Parts of the case are plausible even though much of it is special pleading and repeats – as if novel – ancient fragments of the conventional Third World Studies’ case, applicable everywhere.

Vickery says that the Cambodian events were a peasant revolution.

The ‘peasant-revolution’ tag provides him with a defence of non-peasant Vietnam and China. The Khmer regime failed, he concludes, because ‘it turned its back on “Marxist communism” (his unexplained inverted commas) and the economic failure of Democratic Kampuchea confirms the predictions of orthodox Marxism.’

No it doesn’t. Vickery is too weak on Marxism to draw any such conclusion. Nonetheless, this is the beginning of an attempt to penetrate the western fantasy to the real and complex, albeit savage, heart of darkness.
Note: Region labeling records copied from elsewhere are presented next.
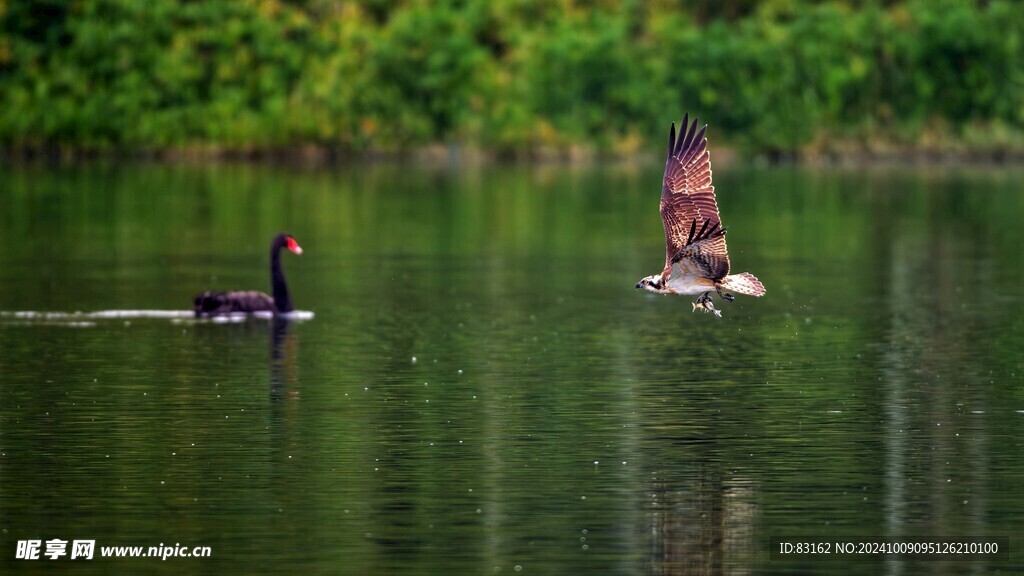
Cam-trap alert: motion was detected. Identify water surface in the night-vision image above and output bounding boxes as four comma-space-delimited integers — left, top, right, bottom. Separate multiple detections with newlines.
0, 158, 1024, 574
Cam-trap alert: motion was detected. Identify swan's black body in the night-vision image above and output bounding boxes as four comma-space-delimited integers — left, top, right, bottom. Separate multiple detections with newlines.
193, 233, 302, 318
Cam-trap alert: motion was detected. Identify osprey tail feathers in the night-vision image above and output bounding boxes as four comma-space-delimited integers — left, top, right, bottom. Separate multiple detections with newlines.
719, 272, 765, 296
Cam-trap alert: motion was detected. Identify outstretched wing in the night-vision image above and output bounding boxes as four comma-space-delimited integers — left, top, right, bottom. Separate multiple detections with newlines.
660, 114, 728, 268
666, 220, 729, 281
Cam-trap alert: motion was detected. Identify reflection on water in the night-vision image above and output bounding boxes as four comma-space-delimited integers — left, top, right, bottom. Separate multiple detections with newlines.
0, 166, 1024, 574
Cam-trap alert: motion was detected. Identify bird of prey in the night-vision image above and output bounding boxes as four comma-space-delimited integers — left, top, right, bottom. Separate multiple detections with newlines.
637, 114, 765, 317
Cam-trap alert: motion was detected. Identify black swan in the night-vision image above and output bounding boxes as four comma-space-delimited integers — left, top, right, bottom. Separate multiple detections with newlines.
194, 233, 302, 318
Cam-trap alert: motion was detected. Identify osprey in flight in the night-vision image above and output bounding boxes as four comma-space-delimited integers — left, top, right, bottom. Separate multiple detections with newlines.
637, 114, 765, 316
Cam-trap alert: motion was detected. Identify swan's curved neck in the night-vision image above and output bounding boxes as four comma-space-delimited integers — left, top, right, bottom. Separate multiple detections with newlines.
270, 237, 294, 312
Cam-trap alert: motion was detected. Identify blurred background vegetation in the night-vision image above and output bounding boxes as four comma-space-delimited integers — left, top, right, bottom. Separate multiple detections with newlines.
0, 0, 1024, 158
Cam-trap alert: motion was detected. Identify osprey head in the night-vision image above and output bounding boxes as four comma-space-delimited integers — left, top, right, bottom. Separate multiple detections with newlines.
637, 274, 665, 294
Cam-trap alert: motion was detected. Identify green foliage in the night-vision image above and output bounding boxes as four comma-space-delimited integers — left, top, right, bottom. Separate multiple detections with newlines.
0, 0, 1024, 154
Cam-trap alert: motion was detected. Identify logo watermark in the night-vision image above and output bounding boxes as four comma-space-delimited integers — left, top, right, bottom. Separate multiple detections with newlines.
14, 538, 213, 561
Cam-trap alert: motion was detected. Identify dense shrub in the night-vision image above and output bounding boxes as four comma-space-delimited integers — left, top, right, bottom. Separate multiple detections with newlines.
0, 0, 1024, 153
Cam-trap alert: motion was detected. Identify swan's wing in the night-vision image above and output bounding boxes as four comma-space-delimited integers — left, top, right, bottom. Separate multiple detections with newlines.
660, 115, 725, 266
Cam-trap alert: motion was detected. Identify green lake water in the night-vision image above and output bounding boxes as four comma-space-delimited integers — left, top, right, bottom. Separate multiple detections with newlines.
0, 158, 1024, 575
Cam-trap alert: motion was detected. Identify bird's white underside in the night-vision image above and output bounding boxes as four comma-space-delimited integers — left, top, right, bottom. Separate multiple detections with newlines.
667, 258, 715, 294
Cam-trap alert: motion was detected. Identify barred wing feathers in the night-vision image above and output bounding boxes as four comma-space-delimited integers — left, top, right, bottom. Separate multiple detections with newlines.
660, 115, 728, 271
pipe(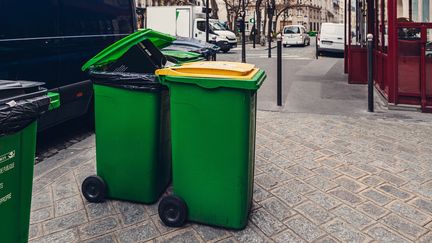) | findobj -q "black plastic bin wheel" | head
[81,175,107,203]
[158,196,188,227]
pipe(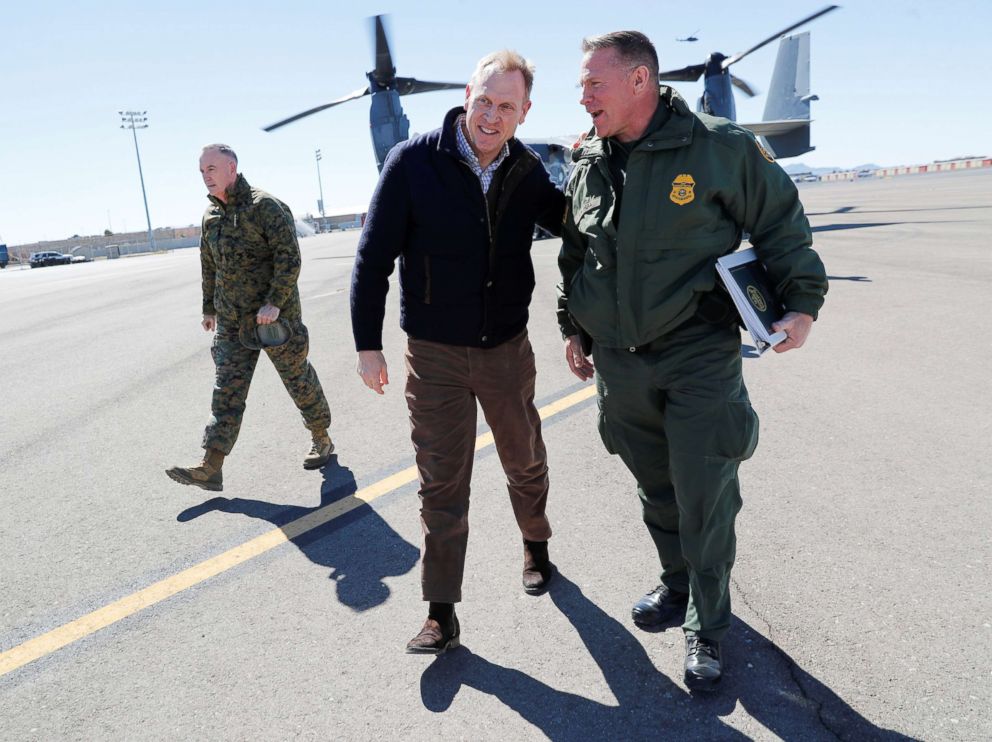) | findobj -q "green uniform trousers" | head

It is very long (349 pages), and reading it occasions wonder at the contrast between the author’s meticulous industry and the paucity of his theory. But that was the same with most of the opponents of the Vietnam war. Many of them thought the war was about Vietnam itself and the regimes of north and south. When the north took the south, they had time to be disillusioned. In the spring of 1968, International Socialism (Neither Washington nor Moscow – but Vietnam?, IS 32) put it this way:

‘There is no contradiction between support [for the National Liberation Front (NLF)] and realistic appraisal. We must oppose the terrorism of US intervention in Vietnam, and we must defend unconditionally the right of the Vietnamese to be left free of outside intervention – to do so, in the circumstances, is to offer unconditional support to the NLF. But Ho Chi Minh is not thereby some genial uncle nor the NLF merely the Vietnamese YWCA ... when the issue of American power is settled, we know what kind of regime and politics the NLF will then choose – and be forced to choose by the logic of their situation. But that is, for the moment, another fight.’